C'est assommant ce sentiment d'émiettement de la société. Ça part dans tous les sens. C'est d'autant plus assommant qu'on a cru un moment se rassembler. Unis dans les larmes, dans la douleur et dans la peur. Unis autour de nos victimes. Unis autour du rejet profond de la barbarie djihadiste.
Et puis, à nouveau, on s'est divisé. Nous ne savons plus ce que nous voulons ensemble.
Comme des bébés qui ne trouvent pas le téton à téter de leur Mère, on ne sait plus où donner de la bouche. La mamelle étatique, politique, sociale, idéologique, dogmatique, se dérobe. L'énorme sein français est desséché. La source mammaire est tarie.

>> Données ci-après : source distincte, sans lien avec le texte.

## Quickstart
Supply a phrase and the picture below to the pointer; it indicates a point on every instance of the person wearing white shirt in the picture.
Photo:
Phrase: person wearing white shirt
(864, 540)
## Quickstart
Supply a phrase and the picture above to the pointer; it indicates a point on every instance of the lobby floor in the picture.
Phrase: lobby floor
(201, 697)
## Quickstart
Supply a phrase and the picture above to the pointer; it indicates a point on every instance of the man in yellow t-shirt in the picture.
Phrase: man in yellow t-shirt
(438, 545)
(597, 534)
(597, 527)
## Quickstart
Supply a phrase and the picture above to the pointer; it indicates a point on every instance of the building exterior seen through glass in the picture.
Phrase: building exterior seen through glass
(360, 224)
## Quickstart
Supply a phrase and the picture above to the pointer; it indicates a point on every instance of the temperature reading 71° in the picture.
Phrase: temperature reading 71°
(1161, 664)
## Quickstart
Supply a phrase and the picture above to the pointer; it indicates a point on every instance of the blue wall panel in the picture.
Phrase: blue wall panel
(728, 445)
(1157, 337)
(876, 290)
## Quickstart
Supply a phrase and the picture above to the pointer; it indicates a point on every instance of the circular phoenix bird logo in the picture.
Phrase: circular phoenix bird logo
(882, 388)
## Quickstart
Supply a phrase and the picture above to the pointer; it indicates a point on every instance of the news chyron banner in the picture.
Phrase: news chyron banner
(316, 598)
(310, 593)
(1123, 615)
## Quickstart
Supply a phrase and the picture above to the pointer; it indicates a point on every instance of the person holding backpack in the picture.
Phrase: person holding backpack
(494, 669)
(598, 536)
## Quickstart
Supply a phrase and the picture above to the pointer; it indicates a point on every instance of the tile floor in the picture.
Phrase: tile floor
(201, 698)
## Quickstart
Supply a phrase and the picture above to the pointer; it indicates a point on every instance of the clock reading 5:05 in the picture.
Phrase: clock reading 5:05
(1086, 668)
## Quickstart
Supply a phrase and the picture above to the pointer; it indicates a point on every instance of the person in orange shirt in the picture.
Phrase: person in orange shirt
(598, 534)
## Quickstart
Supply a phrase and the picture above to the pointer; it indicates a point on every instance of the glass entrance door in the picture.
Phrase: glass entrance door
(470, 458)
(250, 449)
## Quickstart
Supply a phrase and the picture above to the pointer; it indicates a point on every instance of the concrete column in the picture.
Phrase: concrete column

Aux armes citoyens! Le monde nous a envahi. Le sang impur abreuve nos sillons. Bref, c'est la m.... Panique au pays du général de Gaulle, de Coluche et des enfants du paradis.
On se réveille, un matin, avec 130 morts de plus dans le cimetière national. Jeunes, moins jeunes, femmes et hommes, devenus sublimes dans la disparition, ceux-ci sont notre corps et notre sang.
Janvier 2015. On a cru qu'une bonne manifestation suffirait à remettre les pendules à l'heure. Ici c'est la France de la liberté d'expression, la France laïque, la France athée, chrétienne, juive, musulmane et multiconfessionnelle. On a cru que nos copains, les dirigeants du monde, un dimanche bras-dessus bras-dessous, et quelques mesures militaires, suffiraient à réunir notre diversité éparse.
13 novembre 2015. Finis les manifestations, les lampions, la lanterne, c'est le mot guerre, enfoui dans nos mémoires précaires, qui s'impose. On a troqué l'illusion populaire contre l'état d'urgence, la fermeture des frontières et un gilet pare-balles national. Enfin ! On n'a plus le droit de se laisser pourrir la vie par un état terreur, une bande de furieux au nom d'un "dieu trahi".
Mais que faire? Où aller? Comment réorganiser nos désirs de paix, notre art de vivre?
On ne va pas pouvoir longtemps se contenter d'avoir peur.